Despite the collective efforts of Europol, Intel, Kasperksy, and the Dutch cybercrime unit to eradicate the Shade ransomware, the strain has returned and its authors are now mocking the authorities who tried to bring it down.
Last year’s attempted takedown was performed under the banner of the No More Ransom initiative, whose aim is to attack ransomware control systems and publish free decryption keys.
While initially successfully, Shade has returned and added the extension “.no_more_ransom” (among others) to encrypted files – a clear swipe at last year’s venture.
LMNTRIX Labs discovered the latest sample earlier this month.
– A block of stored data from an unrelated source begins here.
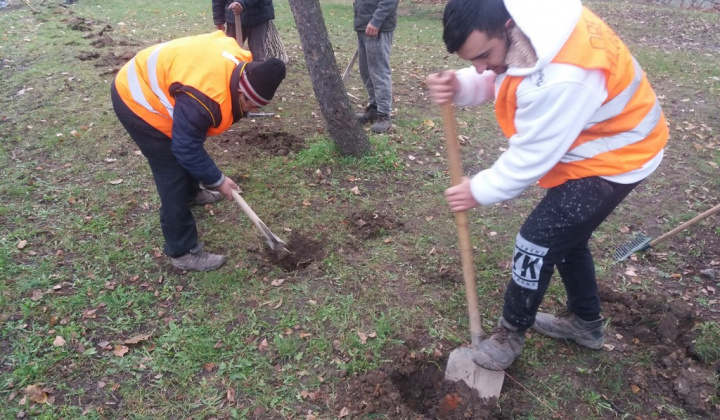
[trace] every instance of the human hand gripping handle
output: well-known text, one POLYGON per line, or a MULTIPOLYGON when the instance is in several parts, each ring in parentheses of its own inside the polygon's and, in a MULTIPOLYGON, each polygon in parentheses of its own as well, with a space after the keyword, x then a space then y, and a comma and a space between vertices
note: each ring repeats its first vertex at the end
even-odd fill
POLYGON ((217 190, 220 194, 224 195, 225 198, 227 198, 230 201, 233 201, 234 198, 233 198, 232 192, 240 191, 240 187, 237 186, 235 181, 233 181, 232 179, 230 179, 229 177, 226 176, 225 179, 223 179, 222 184, 220 184, 220 186, 217 187, 217 190))
POLYGON ((432 100, 438 105, 451 104, 460 89, 454 70, 433 73, 425 79, 425 83, 430 89, 432 100))

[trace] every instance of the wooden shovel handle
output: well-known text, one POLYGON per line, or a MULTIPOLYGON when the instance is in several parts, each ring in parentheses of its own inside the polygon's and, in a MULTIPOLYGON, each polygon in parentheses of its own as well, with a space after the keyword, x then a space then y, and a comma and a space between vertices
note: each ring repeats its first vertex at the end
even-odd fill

This new variant has been predominately targeting users in the UK, France, Germany, Italy, Ukraine, and Russia.
Overview
Shade, aka Troldesh, belongs to a family of ransomware whose primary attack vectors are either malicious spam or exploit kits. Exploit kit attacks are particularly damaging as the victim does not necessarily have to open any file for the infection to occur – a single visit to any infected website is enough to initiate the infection process.
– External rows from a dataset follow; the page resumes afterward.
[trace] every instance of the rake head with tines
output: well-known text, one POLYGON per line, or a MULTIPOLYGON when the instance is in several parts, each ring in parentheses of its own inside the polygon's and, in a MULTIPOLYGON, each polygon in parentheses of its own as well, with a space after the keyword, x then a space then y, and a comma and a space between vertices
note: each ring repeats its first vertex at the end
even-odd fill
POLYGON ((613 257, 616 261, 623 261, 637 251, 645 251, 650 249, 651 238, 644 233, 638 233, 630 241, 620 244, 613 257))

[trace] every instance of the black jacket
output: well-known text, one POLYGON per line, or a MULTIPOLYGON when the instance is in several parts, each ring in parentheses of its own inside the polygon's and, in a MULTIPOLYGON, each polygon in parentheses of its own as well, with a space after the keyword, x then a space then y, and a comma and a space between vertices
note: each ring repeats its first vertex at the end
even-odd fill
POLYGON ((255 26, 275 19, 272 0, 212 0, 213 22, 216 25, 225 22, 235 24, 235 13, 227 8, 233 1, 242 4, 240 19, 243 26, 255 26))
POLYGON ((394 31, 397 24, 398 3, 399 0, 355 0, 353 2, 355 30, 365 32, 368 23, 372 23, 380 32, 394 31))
In its more mundane form, Shade spreads via emails containing malicious links which download a zipped JavaScript (JS) file or a Word document. When the JavaScript file is executed, it installs the ransomware.
After successful infection, Shade encrypts most files stored on the infected machine, changes the desktop background and creates a .txt file which includes the ransom demand and directions on how to pay.
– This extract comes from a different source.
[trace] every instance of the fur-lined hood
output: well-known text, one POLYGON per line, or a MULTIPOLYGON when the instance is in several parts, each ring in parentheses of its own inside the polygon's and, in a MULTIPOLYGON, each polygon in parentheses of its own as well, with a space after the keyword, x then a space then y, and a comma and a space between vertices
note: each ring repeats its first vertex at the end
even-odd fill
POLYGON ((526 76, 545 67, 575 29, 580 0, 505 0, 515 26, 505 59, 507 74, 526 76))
The latest version adds the .crypted000007, .no_more_ransom, .better_call_saul, .breaking bad, .heisenberg, .windows10, .7h9r, .xtbl, .ytbl or .da_vinci_code extensions to encrypted files.
Shade also connects with multiple Command and Control servers in order to receive configuration data and other information about the victim’s computer.
File Details
| File Type | Portable Executable (PE) File |
| Md5 hash | 15ebea98889b4d50c8db1c3b9d09b716 |
Static Analysis
Once executed, Shade’s functionality includes:
• Creating registries
• Deleting files
• Dropping further malware
• Gaining command line (cmd.exe) access
• Confirming file version and size before encrypting
• Shutting down the computer after successful infection
Full functionality is illustrated below:
Dynamic Analysis
LMNTRIX researchers executed Shade in a dedicated virtual environment in order to analyse its behavior in terms of processes being created, files dropped/deleted, registry values added/deleted, and network communications (Command and Control servers involved), etc.
After execution, Shade (or sd01.exe) starts another child process with the same name, which disappears after some time:
The initial process then contacts the following IP addresses:
As the infection continues, the number of CnC servers contacted quickly increases. The multiple CnC callbacks and malware downloads indicates the infected machine is also conscripted to act as part of Shade’s botnet network. This could also be seen as a further slight at the authorities behind last year’s take down effort, as the latest variant’s expansive CnC infrastructure would be much harder to eradicate:
Next, more executable processes were initiated…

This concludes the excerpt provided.